I ask because I suspect the commenter on the site (thanks Dennis) wouldn’t care WHAT manner of implementation is done in the cloud, it’s just not ready for their systems yet.

From what I’ve seen, if you take a step back and implement best practices from the vendor and work through really understanding what’s happening and where the remaining issues may be, it can be incredibly secure and controlled. But the process, especially with that first implementation, can be surprisingly complex.
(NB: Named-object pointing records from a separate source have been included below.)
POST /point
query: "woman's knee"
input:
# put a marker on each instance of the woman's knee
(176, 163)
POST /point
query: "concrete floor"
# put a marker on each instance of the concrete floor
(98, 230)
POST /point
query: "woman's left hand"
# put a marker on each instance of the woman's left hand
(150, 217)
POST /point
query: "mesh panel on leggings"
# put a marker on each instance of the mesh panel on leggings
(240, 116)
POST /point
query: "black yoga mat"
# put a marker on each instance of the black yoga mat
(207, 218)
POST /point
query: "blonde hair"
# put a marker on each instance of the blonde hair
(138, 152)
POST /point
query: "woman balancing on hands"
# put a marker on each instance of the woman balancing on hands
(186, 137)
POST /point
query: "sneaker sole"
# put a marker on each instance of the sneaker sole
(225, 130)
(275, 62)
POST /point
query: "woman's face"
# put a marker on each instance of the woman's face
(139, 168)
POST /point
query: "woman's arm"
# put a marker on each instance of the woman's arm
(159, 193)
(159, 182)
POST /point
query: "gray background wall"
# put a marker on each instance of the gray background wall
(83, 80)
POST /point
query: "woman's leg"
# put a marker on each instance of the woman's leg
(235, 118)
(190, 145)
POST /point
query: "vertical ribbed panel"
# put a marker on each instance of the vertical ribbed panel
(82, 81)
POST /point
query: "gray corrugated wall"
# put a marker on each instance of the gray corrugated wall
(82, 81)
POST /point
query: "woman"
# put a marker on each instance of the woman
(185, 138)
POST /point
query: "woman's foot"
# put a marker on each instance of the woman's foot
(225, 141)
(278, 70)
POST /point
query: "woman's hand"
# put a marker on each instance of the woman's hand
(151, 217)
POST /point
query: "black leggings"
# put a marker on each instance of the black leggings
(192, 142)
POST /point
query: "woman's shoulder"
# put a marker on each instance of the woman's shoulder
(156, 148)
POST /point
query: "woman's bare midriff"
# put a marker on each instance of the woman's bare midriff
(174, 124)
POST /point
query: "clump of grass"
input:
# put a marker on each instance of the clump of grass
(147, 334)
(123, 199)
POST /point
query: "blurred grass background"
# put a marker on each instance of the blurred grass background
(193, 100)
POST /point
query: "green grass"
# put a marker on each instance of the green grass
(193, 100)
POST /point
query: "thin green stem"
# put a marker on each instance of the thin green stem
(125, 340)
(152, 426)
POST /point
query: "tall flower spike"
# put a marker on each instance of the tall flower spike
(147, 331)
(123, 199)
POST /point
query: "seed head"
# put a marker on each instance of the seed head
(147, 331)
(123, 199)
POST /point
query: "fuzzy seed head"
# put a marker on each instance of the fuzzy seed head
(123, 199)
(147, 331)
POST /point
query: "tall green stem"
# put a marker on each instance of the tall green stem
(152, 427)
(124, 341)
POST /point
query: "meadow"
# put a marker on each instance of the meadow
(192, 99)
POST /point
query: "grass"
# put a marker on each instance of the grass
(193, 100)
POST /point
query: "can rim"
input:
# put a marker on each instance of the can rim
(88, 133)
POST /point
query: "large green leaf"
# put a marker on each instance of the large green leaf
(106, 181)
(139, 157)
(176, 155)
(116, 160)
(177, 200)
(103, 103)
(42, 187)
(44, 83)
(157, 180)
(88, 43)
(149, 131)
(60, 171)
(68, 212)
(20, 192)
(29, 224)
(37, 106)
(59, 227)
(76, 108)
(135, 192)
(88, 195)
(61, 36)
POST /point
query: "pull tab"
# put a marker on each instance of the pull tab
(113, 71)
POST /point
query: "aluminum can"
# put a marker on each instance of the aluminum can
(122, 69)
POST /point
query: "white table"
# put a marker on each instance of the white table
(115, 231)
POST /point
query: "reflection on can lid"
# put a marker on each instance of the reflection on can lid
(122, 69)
There can be many moving parts to work with and consider, and best practices around each.

For example, if you’re setting up a system on AWS, data on S3 can be encrypted at rest, but you need to think about all of the moving parts – from where and how you host the site, to data collection, to data transmission to the database… The same issues we’ve talked about (data in transit, data at rest, data access) – and the answers will likely be different in the cloud.

I suspect this may be an area that bites some of us. Understanding that each of these needs to be re-considered and thought through. How is it done, what’s the best way, what are the downsides of the choice…

We made choices based on our own on-premises environment first. That was a huge mistake, we made assumptions that what we had been doing on-premise and co-located would be best as a VM, best in a SaaS environment. We ended up with gaping issues for access (some too much control, some needed to be tightened).

I say all of this because I’m curious if the type of cloud environment impacts your choices and opinions about moving an application to the cloud… does it help or hurt? Virtual machines, PaaS, SaaS, etc. What’s your weapon of choice?